The CCI Program would like to invite you to a job talk by Jonathan
Basile:
“Atomism, Evolution, and the Eternal Return: Darwin’s Library of Babel”
When: Tuesday, Feb. 3, 12:30-13:30
Where: H-232
Abstract: Two early critics of Darwin’s theory of evolution found an image to voice their dissent in the work of Jonathan Swift. That the purposive arrangement of organic form could emerge from random variation and natural selection was equally ludicrous, in the eyes of these critics, to Swift’s “Lagadan Word Frame,” designed to generate great works of art and science by arbitrarily permuting words. This objection foreshadowed 20th-century developments in evolutionary science, which turned to precisely this model, language understood combinatorically or cybernetically, in order to represent the functioning of the “genetic code” or “program.” The analogy between life and language, treating both as combinatoric systems, allows us to recognize evolutionary biology as part of a lineage—dating back as far as the Ancient Greek atomists—sketched out by Jorge Luis Borges in his work on the universal or total library. Borges’s ironic treatment of combinatoric completeness reveals necessary instabilities within any such system; this necessity, I argue, accounts for profound contemporary transformations in evolutionary biology that are illuminated when these scientific and philosophical-literary traditions are read together.
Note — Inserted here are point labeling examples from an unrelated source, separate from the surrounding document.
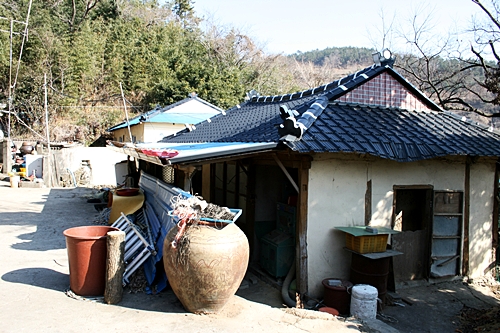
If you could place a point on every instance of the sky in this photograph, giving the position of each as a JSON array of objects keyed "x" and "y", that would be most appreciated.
[{"x": 287, "y": 26}]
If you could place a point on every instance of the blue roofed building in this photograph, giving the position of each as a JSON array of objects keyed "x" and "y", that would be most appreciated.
[
  {"x": 154, "y": 125},
  {"x": 368, "y": 149}
]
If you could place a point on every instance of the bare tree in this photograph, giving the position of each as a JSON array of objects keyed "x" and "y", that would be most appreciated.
[{"x": 441, "y": 67}]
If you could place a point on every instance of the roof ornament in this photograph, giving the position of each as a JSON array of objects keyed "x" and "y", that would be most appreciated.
[
  {"x": 293, "y": 128},
  {"x": 251, "y": 94},
  {"x": 383, "y": 58}
]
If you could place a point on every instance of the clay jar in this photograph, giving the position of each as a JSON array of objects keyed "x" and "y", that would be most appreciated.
[{"x": 207, "y": 270}]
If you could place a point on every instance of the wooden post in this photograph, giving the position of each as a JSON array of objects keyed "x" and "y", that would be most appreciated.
[{"x": 115, "y": 267}]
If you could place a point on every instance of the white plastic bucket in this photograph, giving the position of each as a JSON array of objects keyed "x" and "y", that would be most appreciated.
[
  {"x": 364, "y": 301},
  {"x": 14, "y": 181}
]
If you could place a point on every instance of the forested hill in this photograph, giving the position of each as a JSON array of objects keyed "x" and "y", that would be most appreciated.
[
  {"x": 96, "y": 55},
  {"x": 337, "y": 56}
]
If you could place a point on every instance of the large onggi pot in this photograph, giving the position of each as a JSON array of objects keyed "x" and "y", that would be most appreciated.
[{"x": 206, "y": 271}]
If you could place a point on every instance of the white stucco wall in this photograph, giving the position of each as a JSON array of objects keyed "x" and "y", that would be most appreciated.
[
  {"x": 480, "y": 220},
  {"x": 337, "y": 198},
  {"x": 102, "y": 161}
]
Bio: Jonathan Basile is an Arts & Science Postdoctoral Fellow in the Department of Philosophy at the University of Toronto, teaching with their Institute for the History & Philosophy of Science & Technology, and the creator of an online universal library, libraryofbabel.info. He has published one book on “The Library of Babel,” Tar for Mortar (2018, punctum books), and one on biodeconstruction and virology, Virality Vitality (SUNY Press, 2025). His third book, Natural Lection: Cultures of Evolution will be published this year with the University of Minnesota Press’s Posthumanities series.